Video and Technology Projects
“With you” 2019
This piece started out as just the painting on burlap. While adding layer after layer I started to become more aware of the texture of the burlap. I found myself really interested in how rough and at times sharpe it felt on my hand. Once, when I just was staring at it tapped to my closet door a car drove by throwing the light around the painting in all directions. That was when it hit me that what surrounds the painting needs to transformative. Originally thinking a simple video of some kind to interact with painting. In the background of working on this I was getting my feet wet with the projection mapping software Madmapper. While experimenting with this software I began exploring its interactive capabilities. I knew at that point I could make the painting come alive.
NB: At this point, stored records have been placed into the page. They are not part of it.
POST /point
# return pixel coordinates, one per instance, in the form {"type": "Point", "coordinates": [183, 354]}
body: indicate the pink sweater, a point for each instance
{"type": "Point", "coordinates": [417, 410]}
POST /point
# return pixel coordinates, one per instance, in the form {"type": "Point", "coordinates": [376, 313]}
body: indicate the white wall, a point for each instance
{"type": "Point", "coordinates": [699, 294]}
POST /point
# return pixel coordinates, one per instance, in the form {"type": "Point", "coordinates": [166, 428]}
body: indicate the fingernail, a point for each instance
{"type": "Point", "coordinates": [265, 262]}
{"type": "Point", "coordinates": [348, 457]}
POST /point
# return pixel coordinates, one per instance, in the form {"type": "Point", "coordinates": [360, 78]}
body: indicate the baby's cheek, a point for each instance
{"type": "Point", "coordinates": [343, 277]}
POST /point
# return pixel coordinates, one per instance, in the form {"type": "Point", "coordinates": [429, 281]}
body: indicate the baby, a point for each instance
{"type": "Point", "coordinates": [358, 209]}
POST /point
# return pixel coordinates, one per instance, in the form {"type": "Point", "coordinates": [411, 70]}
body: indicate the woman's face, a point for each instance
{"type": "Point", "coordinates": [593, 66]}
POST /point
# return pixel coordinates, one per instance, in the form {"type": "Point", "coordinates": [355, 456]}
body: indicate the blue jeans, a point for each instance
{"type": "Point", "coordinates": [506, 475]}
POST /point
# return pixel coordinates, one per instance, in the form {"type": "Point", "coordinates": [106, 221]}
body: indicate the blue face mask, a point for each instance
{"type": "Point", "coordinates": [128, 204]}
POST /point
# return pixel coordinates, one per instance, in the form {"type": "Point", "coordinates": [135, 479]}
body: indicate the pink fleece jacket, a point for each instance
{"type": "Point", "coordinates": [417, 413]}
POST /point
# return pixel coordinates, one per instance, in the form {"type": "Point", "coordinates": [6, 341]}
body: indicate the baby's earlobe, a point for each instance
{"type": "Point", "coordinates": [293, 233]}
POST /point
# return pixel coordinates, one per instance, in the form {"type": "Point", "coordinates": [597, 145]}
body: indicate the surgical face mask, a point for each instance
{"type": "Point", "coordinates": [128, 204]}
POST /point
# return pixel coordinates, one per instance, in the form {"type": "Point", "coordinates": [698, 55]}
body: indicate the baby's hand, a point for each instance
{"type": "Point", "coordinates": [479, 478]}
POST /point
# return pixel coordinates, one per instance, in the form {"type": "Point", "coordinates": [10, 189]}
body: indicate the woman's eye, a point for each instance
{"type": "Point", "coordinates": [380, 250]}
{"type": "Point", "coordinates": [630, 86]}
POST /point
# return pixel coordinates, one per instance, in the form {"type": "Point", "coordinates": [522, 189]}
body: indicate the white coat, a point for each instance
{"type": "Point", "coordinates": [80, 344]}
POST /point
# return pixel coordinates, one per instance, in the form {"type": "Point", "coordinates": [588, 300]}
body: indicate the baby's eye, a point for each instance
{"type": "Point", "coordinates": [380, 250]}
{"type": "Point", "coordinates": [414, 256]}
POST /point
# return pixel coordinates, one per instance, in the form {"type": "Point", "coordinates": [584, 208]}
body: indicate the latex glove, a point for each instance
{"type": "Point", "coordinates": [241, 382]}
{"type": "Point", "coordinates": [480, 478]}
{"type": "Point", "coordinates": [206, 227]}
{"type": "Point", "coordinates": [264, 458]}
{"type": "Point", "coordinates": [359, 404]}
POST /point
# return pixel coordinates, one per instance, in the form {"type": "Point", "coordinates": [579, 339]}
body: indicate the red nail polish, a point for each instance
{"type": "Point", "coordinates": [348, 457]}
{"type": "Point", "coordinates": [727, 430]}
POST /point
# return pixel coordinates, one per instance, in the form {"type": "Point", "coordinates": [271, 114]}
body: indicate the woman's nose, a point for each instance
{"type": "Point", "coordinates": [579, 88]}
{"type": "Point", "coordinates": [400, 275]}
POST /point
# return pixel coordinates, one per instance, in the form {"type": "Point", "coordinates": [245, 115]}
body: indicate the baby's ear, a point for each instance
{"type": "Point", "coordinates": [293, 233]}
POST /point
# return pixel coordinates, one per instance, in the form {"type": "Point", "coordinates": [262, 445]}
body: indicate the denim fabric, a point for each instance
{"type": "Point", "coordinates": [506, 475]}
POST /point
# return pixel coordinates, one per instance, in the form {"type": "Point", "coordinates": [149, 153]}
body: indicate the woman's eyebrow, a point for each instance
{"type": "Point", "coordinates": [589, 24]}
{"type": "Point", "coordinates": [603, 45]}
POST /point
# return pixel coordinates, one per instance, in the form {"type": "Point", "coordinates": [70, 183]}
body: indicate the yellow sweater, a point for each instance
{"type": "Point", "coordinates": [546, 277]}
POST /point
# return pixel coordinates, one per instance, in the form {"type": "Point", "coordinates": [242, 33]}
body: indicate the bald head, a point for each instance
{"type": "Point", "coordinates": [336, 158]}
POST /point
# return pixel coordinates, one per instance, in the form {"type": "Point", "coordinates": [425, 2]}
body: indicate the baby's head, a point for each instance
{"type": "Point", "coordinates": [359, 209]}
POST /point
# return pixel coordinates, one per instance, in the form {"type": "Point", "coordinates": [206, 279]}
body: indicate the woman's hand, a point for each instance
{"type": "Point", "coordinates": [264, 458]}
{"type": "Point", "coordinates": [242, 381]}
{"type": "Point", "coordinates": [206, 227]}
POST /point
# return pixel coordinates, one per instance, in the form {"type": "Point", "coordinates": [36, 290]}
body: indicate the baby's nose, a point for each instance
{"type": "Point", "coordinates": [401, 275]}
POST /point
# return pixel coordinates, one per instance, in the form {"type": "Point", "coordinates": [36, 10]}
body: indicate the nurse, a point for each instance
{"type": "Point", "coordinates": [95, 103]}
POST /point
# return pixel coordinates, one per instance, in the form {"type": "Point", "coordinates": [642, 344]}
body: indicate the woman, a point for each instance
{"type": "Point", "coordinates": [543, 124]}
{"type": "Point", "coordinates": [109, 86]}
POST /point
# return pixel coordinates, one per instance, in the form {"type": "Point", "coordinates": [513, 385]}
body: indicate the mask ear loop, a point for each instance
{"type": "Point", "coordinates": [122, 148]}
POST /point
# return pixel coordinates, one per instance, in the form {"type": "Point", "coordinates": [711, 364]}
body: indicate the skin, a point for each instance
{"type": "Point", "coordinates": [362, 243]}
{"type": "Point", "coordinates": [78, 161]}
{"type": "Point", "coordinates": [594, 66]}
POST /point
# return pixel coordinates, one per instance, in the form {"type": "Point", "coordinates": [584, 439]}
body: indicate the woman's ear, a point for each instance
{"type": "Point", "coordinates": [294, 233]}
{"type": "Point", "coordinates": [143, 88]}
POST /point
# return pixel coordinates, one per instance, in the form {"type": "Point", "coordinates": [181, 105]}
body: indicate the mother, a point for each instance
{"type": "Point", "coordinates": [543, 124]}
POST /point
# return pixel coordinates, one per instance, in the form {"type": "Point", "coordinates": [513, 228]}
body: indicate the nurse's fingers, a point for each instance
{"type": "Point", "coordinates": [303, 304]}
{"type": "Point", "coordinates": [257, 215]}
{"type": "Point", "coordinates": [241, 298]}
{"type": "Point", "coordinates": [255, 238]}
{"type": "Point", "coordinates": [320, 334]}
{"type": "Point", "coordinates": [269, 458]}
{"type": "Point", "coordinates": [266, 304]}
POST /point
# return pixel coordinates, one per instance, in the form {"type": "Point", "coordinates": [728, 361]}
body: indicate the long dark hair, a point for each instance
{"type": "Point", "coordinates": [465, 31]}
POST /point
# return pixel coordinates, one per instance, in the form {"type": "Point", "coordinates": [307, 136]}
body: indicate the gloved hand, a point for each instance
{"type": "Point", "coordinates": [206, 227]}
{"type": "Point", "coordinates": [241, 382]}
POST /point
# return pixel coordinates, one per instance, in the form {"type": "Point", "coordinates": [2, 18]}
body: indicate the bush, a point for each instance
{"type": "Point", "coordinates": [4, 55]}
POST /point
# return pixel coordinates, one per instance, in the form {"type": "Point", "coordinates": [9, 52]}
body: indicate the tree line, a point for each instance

I attached sensors to the back of the painting and using a transmitter to send the signal to a computer allowed the two videos to change in real time as the viewer touches the painting.
“Looking Glass” 2017
In the fall of 2017 I found myself with a 16mm projector and being throughly seduced by the nostalgia of it as an object. I knew I wanted to incorporate it but did not know how. Using it for what it is supposed to do seemed too simple and straight forward. While doing something else in my studio I walked by it with a magnifying glass and noticed how the light could easily break the parameters of the image space. This bounced around my head awhile tell I decided to shoot some 16mm film (which I had never done before). To my surprise, the footage was properly exposed and when I loaded the film and focused the projector something much more interesting than I ever expected happened. Looking back it seems obvious that it would make a camera obscura but at the time it blew me away. I fixed the magnifying glass lens so that it would not move around and focused the image through the second lens. It flipped and reversed the image but it was sharpe and readable. This piece was exhibited at the Abington Art Center in North Philadelphia.